DSHR's Blog: Auditing The Integrity Of Multiple Replicas

The fundamental problem in the design of the LOCKSS system was to audit the integrity of multiple replicas of content stored in unreliable, mutually untrusting systems without downloading the entire content:

Multiple replicas, in our case lots of them, resulted from our way of dealing with the fact that the academic journals the system was designed to preserve were copyright, and the copyright was owned by rich, litigious members of the academic publishing oligopoly. We defused this issue by insisting that each library keep its own copy of the content to which it subscribed.
Unreliable, mutually untrusting systems was a consequence. Each library's system had to be as cheap to own, administer and operate as possible, to keep the aggregate cost of the system manageable, and to keep the individual cost to a library below the level that would attract management attention. So neither the hardware nor the system administration would be especially reliable.
Without downloading was another consequence, for two reasons. Downloading the content from lots of nodes on every audit would be both slow and expensive. But worse, it would likely have been a copyright violation and subjected us to criminal liability under the DMCA.

Our approach, published now more than 16 years ago, was to have each node in the network compare its content with that of the consensus among a randomized subset of the other nodes holding the same content. They did so using a peer-to-peer protocol using proof-of-work, in some respects one of the many precursors of Satoshi Nakamoto's Bitcoin protocol.

Lots of replicas are essential to the working of the LOCKSS protocol, but more normal systems don't have that many for obvious economic reasons. Back then there were integrity audit systems developed that didn't need an excess of replicas, including work by Mehul Shah et al, and Jaja and Song. But, primarily because the implicit threat models of most archival systems in production assumed trustworthy infrastructure, these systems were not widely used. Outside the archival space, there wasn't a requirement for them.

A decade and a half later the rise of, and risks of, cloud storage have sparked renewed interest in this problem. Yangfei Lin et al's Multiple‐replica integrity auditing schemes for cloud data storage provides a useful review of the current state-of-the-art. Below the fold, a discussion of their, and some related work.

Their abstract reads:

Cloud computing has been an essential technology for providing on‐demand computing resources as a service on the Internet. Not only enterprises but also individuals can outsource their data to the cloud without worrying about purchase and maintenance cost. The cloud storage system, however, is not fully trustable. Cloud data integrity auditing is crucial for defending against the security threats of data in the untrusted multicloud environment. Storing multiple replicas is a commonly used strategy for the availability and reliability of critical data. In this paper, we summarize and analyze the state‐of‐the‐art multiple‐replica integrity auditing schemes in cloud data storage. We present the system model and security threats of outsourcing data to the cloud with classification of ongoing developments. We also summarize the existing data integrity auditing schemes for multicloud data storage. The important open issues and potential research directions are addressed.

System Architecture

There are three possible system architectures for auditing the integrity of multiple replicas:

As far as I'm aware, LOCKSS is unique in using a true peer-to-peer architecture, in which nodes storing content mutually audit each other.
In another possible architecture the data owner (DO in Yangfei Lin et al's nomenclature) audits the replicas.
Yangfei Lin et al generally consider an architecture in which a trusted third party audits the replicas on behalf of the DO.
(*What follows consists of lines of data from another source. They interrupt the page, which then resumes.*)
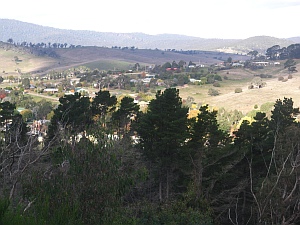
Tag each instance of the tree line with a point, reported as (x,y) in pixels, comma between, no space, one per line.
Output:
(106,162)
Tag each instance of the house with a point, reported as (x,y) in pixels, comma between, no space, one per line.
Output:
(49,90)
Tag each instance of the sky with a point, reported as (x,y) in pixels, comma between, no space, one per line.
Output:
(224,19)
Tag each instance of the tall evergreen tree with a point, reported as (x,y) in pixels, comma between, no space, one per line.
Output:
(163,131)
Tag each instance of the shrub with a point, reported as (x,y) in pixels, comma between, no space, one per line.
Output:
(216,84)
(213,92)
(238,90)
(280,78)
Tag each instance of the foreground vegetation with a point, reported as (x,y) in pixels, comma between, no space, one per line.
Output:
(106,162)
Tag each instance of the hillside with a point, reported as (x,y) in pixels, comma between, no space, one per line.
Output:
(21,31)
(42,60)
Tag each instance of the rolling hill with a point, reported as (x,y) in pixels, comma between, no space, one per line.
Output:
(40,61)
(22,31)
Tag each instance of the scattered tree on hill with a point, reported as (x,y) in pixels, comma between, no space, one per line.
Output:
(163,130)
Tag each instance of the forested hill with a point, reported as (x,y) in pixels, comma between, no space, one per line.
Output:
(21,31)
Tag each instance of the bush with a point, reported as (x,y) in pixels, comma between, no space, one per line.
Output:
(216,84)
(238,90)
(213,92)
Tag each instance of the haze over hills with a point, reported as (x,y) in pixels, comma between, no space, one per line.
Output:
(22,31)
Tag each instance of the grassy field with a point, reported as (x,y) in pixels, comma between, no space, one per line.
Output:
(112,59)
(245,101)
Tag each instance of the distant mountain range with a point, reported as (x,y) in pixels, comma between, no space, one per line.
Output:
(22,31)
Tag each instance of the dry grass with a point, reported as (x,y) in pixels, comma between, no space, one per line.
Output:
(246,100)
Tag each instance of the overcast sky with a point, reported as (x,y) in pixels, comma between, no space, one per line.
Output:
(199,18)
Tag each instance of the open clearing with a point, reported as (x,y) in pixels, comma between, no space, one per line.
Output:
(246,100)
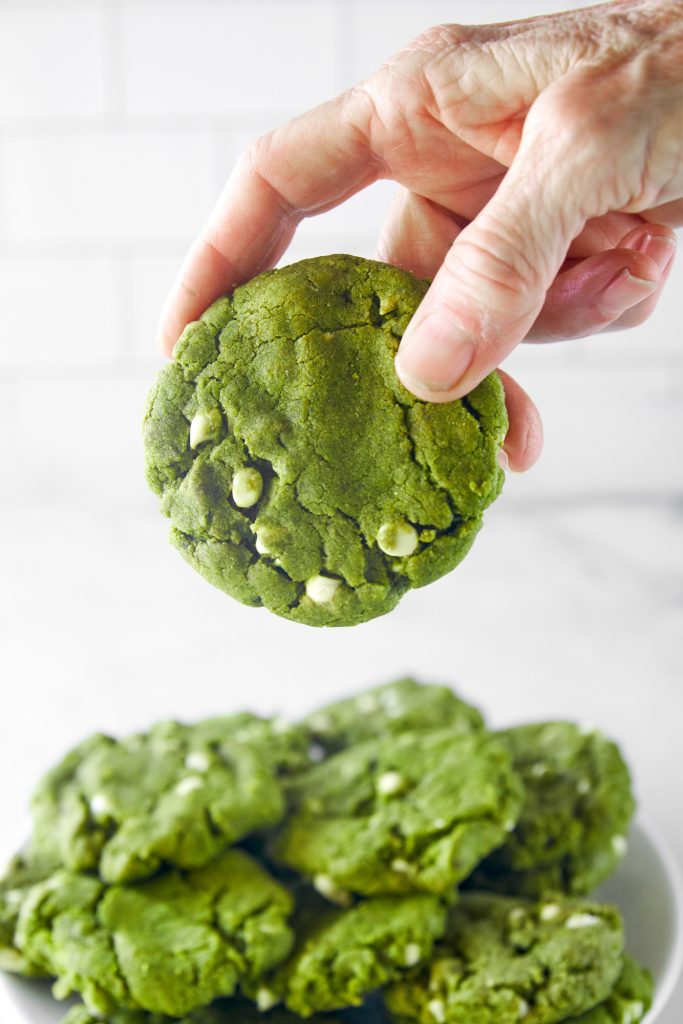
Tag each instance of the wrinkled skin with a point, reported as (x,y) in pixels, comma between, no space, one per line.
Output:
(542,172)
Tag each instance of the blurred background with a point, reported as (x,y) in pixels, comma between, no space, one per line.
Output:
(119,122)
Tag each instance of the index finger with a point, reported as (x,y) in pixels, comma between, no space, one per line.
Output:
(306,167)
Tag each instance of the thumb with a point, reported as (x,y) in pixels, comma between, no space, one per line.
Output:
(493,283)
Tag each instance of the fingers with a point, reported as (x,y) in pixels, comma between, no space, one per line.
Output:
(494,281)
(619,288)
(417,235)
(308,166)
(523,441)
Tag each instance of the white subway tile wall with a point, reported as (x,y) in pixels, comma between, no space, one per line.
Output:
(121,119)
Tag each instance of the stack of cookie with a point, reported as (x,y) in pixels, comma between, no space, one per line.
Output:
(388,844)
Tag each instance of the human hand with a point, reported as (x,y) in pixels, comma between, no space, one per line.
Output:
(584,108)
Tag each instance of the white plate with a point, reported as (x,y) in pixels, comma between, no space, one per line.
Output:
(647,887)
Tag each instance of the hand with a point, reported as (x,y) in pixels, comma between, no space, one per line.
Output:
(584,108)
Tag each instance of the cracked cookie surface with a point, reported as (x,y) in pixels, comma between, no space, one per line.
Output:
(167,945)
(389,710)
(572,828)
(414,812)
(297,471)
(341,955)
(176,795)
(503,961)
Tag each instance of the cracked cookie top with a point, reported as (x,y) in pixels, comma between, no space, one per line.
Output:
(341,955)
(403,706)
(504,961)
(297,471)
(414,812)
(579,803)
(167,945)
(176,795)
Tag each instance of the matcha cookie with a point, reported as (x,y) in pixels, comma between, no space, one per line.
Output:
(406,813)
(174,795)
(297,471)
(168,945)
(571,832)
(629,1000)
(341,955)
(404,706)
(24,871)
(504,961)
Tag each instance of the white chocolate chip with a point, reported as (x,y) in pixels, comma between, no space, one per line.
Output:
(281,726)
(321,589)
(188,784)
(328,887)
(266,999)
(390,783)
(620,845)
(397,539)
(633,1012)
(247,487)
(437,1009)
(321,723)
(100,805)
(205,426)
(413,954)
(582,921)
(198,761)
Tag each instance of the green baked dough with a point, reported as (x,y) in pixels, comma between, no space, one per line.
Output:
(579,805)
(174,795)
(297,471)
(341,955)
(629,1000)
(22,873)
(504,961)
(399,707)
(168,945)
(411,812)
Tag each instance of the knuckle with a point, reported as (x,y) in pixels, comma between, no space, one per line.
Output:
(492,264)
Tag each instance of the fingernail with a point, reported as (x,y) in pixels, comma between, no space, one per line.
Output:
(623,292)
(658,247)
(435,353)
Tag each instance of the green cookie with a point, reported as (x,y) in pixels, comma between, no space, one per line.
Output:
(406,813)
(174,795)
(404,706)
(24,871)
(504,961)
(571,832)
(168,945)
(341,955)
(297,471)
(629,1000)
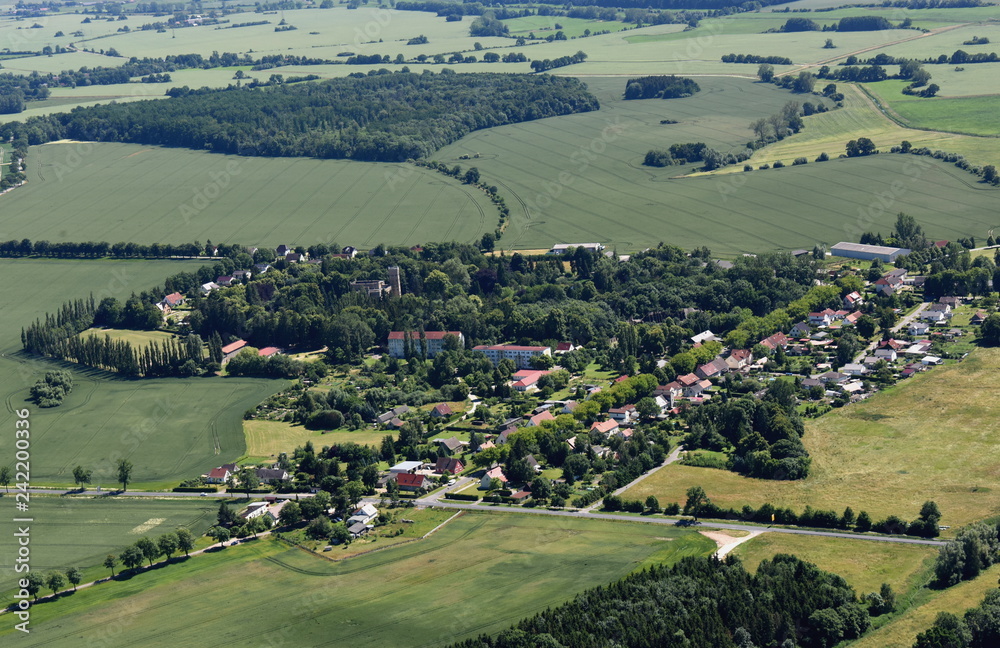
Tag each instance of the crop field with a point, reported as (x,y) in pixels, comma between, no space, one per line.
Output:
(934,437)
(860,117)
(81,531)
(865,565)
(271,438)
(978,115)
(576,176)
(182,195)
(478,574)
(169,429)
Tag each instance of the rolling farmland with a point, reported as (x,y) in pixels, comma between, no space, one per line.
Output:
(577,174)
(479,573)
(886,455)
(181,195)
(169,428)
(81,531)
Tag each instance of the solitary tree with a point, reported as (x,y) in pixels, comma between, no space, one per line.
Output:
(167,544)
(185,540)
(148,548)
(131,557)
(82,476)
(124,473)
(35,583)
(248,480)
(110,563)
(55,581)
(74,576)
(695,501)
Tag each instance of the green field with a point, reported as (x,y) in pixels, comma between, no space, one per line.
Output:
(577,176)
(903,630)
(180,195)
(932,438)
(81,531)
(973,115)
(478,574)
(170,429)
(865,565)
(271,438)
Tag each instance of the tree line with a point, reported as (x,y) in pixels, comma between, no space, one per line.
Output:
(388,117)
(787,603)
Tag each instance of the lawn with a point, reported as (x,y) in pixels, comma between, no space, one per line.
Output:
(978,115)
(79,531)
(478,574)
(169,428)
(865,565)
(271,438)
(255,201)
(934,437)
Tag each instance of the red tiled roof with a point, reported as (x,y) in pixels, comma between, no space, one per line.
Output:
(234,346)
(428,335)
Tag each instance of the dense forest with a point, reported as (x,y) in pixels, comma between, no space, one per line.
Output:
(700,602)
(384,117)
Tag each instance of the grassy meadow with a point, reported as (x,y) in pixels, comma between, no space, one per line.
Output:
(182,195)
(477,574)
(271,438)
(80,531)
(169,428)
(864,565)
(933,437)
(974,115)
(577,176)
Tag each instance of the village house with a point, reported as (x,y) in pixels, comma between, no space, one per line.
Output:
(519,354)
(538,418)
(441,410)
(623,414)
(605,427)
(432,340)
(712,369)
(448,465)
(413,482)
(231,349)
(739,359)
(493,473)
(449,447)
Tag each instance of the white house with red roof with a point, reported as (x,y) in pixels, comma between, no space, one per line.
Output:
(231,349)
(520,355)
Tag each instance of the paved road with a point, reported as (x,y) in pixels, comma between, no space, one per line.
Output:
(449,504)
(114,493)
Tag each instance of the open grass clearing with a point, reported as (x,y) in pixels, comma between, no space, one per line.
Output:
(79,531)
(271,438)
(480,572)
(902,631)
(575,176)
(978,115)
(933,437)
(864,565)
(169,428)
(257,201)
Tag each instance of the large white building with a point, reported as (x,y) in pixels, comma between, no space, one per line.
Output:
(432,340)
(868,252)
(520,355)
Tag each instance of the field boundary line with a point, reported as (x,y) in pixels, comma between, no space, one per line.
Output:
(428,534)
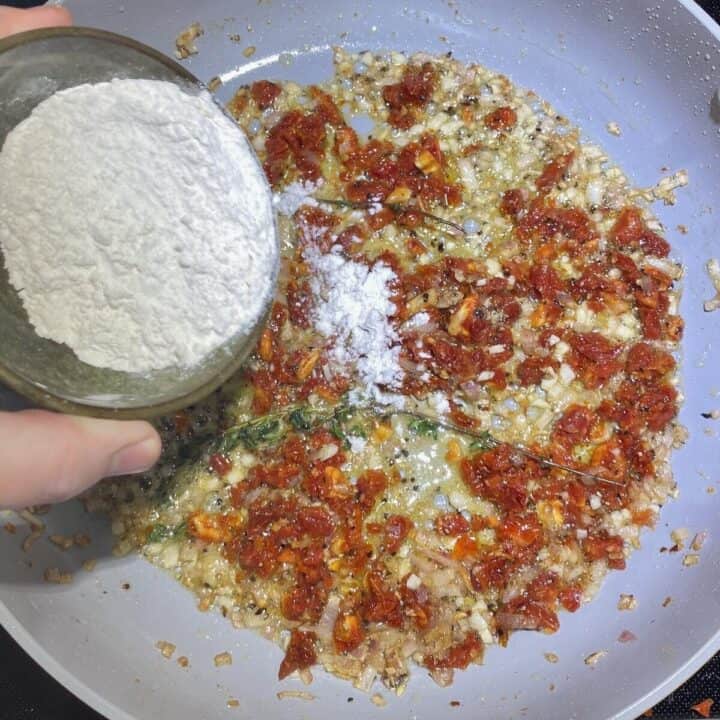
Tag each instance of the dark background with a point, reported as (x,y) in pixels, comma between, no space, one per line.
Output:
(27,692)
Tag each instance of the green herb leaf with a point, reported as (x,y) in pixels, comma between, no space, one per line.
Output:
(260,432)
(300,419)
(424,427)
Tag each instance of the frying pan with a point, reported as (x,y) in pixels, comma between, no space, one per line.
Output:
(652,69)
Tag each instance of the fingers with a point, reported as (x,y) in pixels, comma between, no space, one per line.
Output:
(46,457)
(14,21)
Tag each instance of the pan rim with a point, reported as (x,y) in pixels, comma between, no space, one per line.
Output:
(85,693)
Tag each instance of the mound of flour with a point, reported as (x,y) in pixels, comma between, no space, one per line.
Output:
(136,224)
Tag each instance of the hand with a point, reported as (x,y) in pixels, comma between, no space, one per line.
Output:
(14,21)
(46,457)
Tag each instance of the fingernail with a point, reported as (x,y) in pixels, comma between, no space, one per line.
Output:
(134,458)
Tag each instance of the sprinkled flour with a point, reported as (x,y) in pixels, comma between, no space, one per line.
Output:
(136,224)
(294,195)
(352,308)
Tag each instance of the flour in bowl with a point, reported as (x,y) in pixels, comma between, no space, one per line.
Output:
(136,224)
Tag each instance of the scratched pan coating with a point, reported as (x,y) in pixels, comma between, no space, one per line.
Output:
(654,71)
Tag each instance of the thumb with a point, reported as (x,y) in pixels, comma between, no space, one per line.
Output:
(14,21)
(46,457)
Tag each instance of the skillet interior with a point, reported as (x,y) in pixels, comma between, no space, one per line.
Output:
(654,72)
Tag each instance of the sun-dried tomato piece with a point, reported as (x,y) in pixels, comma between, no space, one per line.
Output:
(397,528)
(264,93)
(631,231)
(646,362)
(459,656)
(300,653)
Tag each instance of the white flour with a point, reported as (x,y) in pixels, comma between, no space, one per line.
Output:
(136,224)
(352,308)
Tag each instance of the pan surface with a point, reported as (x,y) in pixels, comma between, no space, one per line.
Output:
(651,69)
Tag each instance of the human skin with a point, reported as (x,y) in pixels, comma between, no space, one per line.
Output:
(46,457)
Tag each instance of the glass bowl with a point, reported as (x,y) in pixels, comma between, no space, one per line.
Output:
(33,66)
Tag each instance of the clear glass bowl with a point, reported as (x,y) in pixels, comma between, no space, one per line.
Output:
(33,66)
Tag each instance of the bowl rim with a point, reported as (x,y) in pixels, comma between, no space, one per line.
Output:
(52,401)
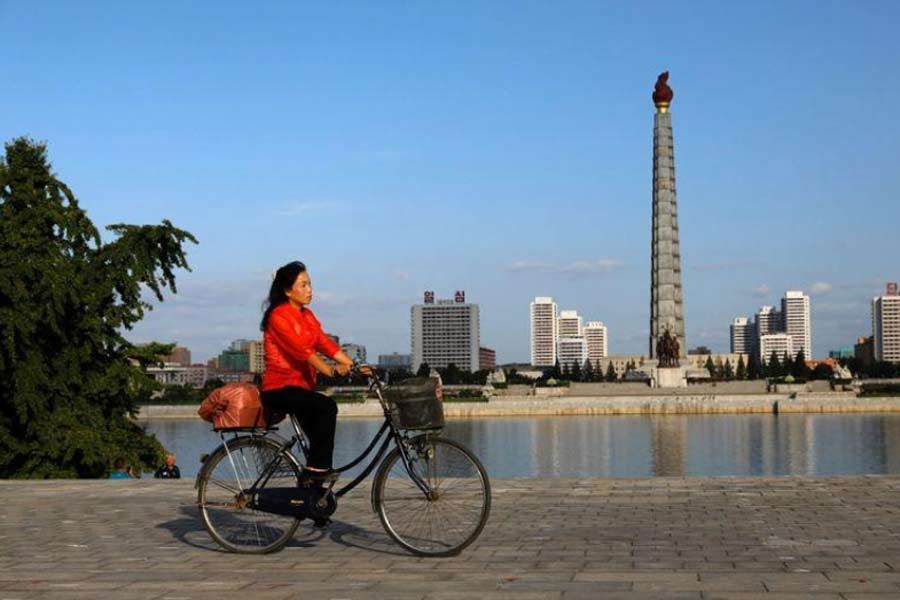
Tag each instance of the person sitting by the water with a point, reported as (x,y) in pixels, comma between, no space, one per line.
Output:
(122,470)
(169,470)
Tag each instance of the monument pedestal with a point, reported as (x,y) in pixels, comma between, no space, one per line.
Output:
(670,377)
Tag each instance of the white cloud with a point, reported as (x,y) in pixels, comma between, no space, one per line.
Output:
(300,209)
(584,267)
(526,265)
(762,290)
(725,266)
(579,268)
(820,288)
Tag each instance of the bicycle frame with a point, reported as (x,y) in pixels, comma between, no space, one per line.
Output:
(400,440)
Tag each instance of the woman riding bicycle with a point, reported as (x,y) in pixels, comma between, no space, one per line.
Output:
(293,340)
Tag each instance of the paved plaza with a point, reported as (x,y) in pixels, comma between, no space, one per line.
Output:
(833,537)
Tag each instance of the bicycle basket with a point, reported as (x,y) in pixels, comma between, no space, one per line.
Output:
(416,403)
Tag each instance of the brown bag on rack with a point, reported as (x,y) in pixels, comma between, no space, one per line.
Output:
(234,406)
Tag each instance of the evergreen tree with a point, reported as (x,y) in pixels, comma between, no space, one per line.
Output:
(556,371)
(711,367)
(69,380)
(753,369)
(799,368)
(787,365)
(611,375)
(451,375)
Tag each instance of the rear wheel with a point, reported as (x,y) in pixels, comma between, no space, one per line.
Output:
(451,512)
(224,507)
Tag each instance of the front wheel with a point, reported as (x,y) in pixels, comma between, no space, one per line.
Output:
(452,510)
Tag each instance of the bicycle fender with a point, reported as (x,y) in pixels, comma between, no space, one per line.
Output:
(221,448)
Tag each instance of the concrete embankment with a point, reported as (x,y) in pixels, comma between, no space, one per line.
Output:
(529,406)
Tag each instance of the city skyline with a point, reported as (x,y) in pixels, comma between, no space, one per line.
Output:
(529,148)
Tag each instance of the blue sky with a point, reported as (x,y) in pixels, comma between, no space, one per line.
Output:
(502,148)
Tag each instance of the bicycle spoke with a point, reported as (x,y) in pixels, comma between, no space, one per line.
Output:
(227,514)
(448,518)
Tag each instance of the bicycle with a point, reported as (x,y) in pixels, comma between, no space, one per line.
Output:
(432,495)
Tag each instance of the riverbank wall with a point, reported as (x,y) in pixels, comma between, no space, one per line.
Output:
(530,406)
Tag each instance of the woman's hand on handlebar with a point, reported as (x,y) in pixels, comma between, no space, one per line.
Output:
(341,370)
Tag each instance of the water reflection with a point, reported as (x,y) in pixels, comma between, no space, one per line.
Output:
(631,446)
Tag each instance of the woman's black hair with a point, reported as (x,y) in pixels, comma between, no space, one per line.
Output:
(283,281)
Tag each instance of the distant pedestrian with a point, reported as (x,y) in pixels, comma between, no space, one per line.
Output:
(169,470)
(121,470)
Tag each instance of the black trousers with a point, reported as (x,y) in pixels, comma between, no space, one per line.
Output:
(317,414)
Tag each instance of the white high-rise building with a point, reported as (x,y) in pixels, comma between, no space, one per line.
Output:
(357,352)
(742,336)
(795,315)
(445,332)
(544,331)
(596,337)
(767,321)
(571,351)
(780,343)
(257,353)
(570,324)
(886,328)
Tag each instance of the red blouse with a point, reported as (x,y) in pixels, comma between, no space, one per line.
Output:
(290,338)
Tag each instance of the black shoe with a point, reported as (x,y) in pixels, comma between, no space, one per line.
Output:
(323,477)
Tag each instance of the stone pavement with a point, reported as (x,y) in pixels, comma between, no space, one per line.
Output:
(742,538)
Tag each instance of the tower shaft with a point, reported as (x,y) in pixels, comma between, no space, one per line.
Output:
(666,299)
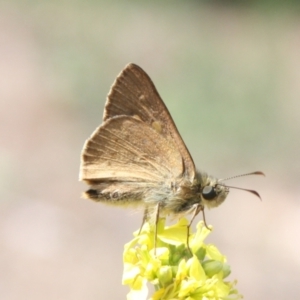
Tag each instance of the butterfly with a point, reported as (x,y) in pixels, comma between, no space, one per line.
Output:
(138,158)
Proof-of-Possession vs. Proof-of-Retrievability

There are two kinds of audit:

A Proof-of-Retrievability (PoR) audit allows the auditor to assert with very high probability that, at audit time, the audited replica existed and every bit was intact.
A Proof-of-Possession (PoP) audit allows the auditor to assert with very high probability that, at audit time, the audited replica existed, but not that every bit was intact. The paper uses the acronym PDP for Provable Data Possession.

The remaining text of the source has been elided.